Say I have some sort of type wrapping up a function, maybe a lambda function:

template<typename Function>
  struct my_struct
{
  Function f;

  my_struct(const Function &f) : f(f) {}
};

What happens when an instance of this type is assigned? My understanding is that lambdas are immutable, and have deleted assignment operators.

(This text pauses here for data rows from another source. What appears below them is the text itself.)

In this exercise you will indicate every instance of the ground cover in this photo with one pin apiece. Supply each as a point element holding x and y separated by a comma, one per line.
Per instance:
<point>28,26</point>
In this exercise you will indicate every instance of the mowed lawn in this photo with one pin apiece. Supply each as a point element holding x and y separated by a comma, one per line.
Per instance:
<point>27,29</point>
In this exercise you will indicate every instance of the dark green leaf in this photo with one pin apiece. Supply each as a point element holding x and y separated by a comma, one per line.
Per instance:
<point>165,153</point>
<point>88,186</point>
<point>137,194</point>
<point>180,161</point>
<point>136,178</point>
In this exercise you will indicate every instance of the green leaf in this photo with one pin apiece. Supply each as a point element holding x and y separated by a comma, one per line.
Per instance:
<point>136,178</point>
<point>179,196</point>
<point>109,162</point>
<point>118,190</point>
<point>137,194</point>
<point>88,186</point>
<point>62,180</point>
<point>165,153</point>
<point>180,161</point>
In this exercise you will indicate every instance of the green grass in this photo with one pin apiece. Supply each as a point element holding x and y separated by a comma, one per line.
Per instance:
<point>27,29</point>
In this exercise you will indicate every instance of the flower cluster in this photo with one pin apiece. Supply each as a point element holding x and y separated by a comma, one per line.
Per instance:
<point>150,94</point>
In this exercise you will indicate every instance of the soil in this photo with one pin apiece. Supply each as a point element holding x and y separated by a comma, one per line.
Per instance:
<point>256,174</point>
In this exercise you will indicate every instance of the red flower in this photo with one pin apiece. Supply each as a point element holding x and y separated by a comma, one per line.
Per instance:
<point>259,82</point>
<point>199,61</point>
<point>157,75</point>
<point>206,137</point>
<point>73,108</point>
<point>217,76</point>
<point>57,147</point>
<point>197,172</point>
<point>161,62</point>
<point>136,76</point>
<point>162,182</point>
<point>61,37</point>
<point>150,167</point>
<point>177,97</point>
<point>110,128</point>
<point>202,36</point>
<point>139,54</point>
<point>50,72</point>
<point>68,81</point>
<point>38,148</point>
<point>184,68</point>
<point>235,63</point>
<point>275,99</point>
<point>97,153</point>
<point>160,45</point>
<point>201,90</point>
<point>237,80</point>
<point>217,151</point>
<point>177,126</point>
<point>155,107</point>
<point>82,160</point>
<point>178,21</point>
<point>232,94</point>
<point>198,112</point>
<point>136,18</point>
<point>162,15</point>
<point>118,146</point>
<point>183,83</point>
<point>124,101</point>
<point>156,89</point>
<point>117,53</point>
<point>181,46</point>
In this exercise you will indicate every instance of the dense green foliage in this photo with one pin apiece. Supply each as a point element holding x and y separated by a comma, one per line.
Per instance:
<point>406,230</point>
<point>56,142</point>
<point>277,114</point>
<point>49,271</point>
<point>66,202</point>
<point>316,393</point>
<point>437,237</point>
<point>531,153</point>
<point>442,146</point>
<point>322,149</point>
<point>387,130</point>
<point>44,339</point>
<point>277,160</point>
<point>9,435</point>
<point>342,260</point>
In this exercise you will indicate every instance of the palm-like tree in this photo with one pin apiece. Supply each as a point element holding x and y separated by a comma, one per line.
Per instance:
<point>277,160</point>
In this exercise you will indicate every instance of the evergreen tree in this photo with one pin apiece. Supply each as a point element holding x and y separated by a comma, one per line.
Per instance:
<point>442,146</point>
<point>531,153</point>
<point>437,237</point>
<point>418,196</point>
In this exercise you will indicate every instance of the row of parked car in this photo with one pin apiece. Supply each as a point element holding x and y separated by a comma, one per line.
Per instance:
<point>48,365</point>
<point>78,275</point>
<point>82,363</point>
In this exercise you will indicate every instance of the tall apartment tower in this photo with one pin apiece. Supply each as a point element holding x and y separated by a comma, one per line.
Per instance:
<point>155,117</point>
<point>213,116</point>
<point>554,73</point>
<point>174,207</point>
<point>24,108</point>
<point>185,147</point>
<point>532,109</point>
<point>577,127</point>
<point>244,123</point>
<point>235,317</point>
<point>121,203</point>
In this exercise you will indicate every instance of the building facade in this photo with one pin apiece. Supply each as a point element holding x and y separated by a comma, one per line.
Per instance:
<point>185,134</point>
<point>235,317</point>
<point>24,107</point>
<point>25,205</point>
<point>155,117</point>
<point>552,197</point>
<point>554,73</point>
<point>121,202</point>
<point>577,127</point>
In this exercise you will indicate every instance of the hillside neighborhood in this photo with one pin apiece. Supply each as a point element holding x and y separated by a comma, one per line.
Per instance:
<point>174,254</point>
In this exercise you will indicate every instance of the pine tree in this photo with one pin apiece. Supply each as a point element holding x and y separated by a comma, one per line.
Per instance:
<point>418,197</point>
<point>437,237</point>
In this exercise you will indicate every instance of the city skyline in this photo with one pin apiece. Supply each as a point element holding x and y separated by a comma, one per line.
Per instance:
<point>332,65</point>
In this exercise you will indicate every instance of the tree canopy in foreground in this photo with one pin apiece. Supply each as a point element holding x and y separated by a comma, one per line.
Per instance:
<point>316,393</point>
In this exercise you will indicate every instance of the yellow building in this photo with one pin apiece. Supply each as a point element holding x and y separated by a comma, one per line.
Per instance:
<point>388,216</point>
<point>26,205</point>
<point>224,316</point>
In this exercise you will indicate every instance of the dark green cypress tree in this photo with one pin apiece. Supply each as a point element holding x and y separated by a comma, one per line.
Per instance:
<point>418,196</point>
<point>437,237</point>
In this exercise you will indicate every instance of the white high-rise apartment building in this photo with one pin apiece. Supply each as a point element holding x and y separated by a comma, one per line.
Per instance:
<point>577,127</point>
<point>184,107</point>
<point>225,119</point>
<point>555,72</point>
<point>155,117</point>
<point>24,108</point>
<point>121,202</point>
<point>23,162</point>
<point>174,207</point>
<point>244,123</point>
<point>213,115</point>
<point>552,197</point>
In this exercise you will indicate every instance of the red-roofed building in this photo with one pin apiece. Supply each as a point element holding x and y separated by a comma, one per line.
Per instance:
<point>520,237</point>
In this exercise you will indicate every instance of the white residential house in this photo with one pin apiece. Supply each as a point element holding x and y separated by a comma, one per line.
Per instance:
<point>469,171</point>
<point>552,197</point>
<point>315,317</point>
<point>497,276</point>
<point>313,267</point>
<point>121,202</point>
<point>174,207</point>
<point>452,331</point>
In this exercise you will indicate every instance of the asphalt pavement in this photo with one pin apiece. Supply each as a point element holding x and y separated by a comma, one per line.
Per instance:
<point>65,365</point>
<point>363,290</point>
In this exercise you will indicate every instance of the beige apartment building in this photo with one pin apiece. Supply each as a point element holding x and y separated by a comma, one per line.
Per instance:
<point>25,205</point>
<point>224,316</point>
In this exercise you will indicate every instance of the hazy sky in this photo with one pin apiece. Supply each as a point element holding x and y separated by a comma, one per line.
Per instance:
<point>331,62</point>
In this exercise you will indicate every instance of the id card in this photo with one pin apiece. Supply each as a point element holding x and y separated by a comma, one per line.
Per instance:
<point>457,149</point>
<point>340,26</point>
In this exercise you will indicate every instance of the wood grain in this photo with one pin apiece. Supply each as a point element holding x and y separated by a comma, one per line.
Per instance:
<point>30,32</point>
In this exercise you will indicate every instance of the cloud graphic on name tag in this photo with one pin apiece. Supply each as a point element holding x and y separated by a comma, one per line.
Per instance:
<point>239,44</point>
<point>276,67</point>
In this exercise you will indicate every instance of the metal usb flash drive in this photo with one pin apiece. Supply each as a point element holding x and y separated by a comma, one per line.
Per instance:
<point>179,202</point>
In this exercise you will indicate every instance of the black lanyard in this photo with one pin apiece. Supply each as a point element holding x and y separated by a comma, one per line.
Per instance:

Yet, when I assign to an object this type in the code snippet below, no error is emitted:

// a structure which contains a function;
// possibly a lambda function
template<typename Function>
  struct my_struct
{
  Function f;

  my_struct(const Function &f) : f(f) {}

  // XXX adding this assignment operator causes an error
  //my_struct &operator=(const my_struct &other)
  //{
  //  f = other.f;
  //  return *this;
  //}
};

template<typename Function>
my_struct<Function> make_struct(const Function &f)
{
  return my_struct<Function>(f);
}

int main()
{
  // create some lambda
  auto lambda = [](int x){return x;};

  // make a struct containing a copy of the lambda
  auto x = make_struct(lambda);

  // try to assign to the struct, which
  // presumably assigns to the enclosed lambda
  x = make_struct(lambda);

  return 0;
}

Adding the commented-out assignment operator yields an error, as expected:

$ g++-4.6 -std=c++0x test.cpp
test.cpp: In member function ‘my_struct<Function>& my_struct<Function>::operator=(const my_struct<Function>&) [with Function = main()::<lambda(int)>, my_struct<Function> = my_struct<main()::<lambda(int)> >]’:
test.cpp:34:25:   instantiated from here
test.cpp:13:5: error: use of deleted function ‘main()::<lambda(int)>& main()::<lambda(int)>::operator=(const main()::<lambda(int)>&)’
test.cpp:27:18: error: a lambda closure type has a deleted copy assignment operator

So, is it possible to create assignable types with lambda member variables? This seems like a reasonable thing to want to try. Consider combining a lambda with boost::transform_iterator, for example.